Schematic representation of the main roles of p27^Kip1 and p57^Kip2. In the nucleus, both the proteins are key modulators of the cyclin/CDK complexes, mainly inhibiting their activities and preventing cell cycle progression. In the case of phosphorylation on Tyrosine 74 of p27, this protein turns into an activator of the complex CDK4/cyclin D1, promoting cell cycle progression. In addition, p27 and p57 can take part in transcription factor complexes to promote or to inhibit gene expression during development, cell differentiation, and cell cycle progression. The main interactors are reported in correspondence with each protein complex on DNA. In the cytoplasm, the proteins can be involved in the regulation of several processes such as apoptosis, responses to several stressors, and cytoskeletal dynamics during mitosis, tumor cell invasion, and metastasis. aa (amino acids).

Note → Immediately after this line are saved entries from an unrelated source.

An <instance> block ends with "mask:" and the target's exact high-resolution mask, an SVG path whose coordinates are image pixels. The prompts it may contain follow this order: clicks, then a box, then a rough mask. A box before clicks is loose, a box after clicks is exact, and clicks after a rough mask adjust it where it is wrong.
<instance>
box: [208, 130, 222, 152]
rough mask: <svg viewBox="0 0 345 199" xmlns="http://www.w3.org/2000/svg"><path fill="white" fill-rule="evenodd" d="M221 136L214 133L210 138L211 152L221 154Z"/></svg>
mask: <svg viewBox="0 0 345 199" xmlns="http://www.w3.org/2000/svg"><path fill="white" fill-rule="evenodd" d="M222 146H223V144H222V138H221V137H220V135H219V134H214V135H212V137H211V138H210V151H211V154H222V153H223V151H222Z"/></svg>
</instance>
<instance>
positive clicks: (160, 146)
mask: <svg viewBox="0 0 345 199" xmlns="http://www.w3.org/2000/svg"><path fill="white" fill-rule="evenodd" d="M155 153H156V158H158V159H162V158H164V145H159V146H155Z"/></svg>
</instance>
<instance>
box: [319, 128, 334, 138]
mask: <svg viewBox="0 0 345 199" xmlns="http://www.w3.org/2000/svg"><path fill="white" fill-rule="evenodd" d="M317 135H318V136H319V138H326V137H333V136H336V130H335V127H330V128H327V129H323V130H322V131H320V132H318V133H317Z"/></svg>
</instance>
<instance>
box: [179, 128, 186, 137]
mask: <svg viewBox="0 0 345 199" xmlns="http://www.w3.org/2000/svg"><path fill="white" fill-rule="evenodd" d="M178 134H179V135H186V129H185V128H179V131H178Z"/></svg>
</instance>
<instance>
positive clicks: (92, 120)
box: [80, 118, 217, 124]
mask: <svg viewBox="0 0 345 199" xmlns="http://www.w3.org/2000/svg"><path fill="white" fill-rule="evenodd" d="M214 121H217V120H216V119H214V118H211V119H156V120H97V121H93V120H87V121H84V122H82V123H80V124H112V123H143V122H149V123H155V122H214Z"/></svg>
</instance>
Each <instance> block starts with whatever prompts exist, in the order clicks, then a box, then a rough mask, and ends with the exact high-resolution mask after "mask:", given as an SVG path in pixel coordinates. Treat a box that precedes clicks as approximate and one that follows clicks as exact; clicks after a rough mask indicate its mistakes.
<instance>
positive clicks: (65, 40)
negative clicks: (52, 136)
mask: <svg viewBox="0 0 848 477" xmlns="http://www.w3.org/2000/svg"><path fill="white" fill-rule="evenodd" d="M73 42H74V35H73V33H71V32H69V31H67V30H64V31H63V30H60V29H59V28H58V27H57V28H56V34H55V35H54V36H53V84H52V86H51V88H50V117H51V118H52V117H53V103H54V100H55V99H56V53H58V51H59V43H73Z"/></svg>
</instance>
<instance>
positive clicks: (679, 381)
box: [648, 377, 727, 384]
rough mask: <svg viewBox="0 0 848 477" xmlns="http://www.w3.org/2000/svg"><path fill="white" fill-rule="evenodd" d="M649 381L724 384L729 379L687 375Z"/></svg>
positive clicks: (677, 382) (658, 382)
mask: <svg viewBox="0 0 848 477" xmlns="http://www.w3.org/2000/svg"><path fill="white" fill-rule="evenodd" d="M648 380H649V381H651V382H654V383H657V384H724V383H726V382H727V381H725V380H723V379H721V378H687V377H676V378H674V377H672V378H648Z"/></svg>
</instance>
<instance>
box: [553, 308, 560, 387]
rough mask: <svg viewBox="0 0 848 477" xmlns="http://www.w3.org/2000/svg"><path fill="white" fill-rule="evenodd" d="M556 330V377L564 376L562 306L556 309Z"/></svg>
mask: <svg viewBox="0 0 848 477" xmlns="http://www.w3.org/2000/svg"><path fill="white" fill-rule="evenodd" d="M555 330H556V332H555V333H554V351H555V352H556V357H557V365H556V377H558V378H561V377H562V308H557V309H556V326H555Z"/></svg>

Cyt. c (Cytochrome c). Refer to Section 2.1.1 and Section 2.2.1 for a detailed description of the activities of p27 and p57 represented in this figure.

Figure 3

Schematic representation of selected polyphenols that interfere with p27 expression and activity (see Table 1 and text for details). Epigallocatechin-3-gallate (EGCG) increases the expression of p27, acting at multiple levels: stimulating the activity of its transcription factors (TFs, mainly FoxO) or inhibiting its proteasomal degradation. Resveratrol inhibits the pathway (PI₃K/AKT) that negatively regulates the transcription of the CDK1B gene. Tannins also act by directly binding and inhibiting the proteasome-dependent degradation of p27. Acteoside increases CDK1B mRNA synthesis and favors the binding of p27 to CDK4/6, contributing to the reduction of their kinase activity. The increased expression of p27 potentiates its inhibitory effect on cell cycle progression, blocking malignant cells at the G1/S transition. Dashed red and green arrows indicate inhibition and activation, respectively, mediated by “indirect” interactions between the indicated polyphenols and p27-regulating factors.

Figure 4

Schematic representation of how selected polyphenols can interact with p57 expression and activity (see Table 1 and text for details). EGCG, as well as other catechins, upregulates the expression of p57 in normal cells, inducing differentiation (e.g., human keratinocytes), acting on CDKN1C gene transcription via members of the MAPK family, possibly p38. In cancer cells, the increased expression of p57 leads to apoptosis through a pathway probably involving JNK. Quercetin also induces apoptosis, upregulating CDKN1C gene expression via uncharacterized factors. Dashed green arrows indicate activation mediated by “indirect” interactions between the indicated polyphenols and p57-regulating factors.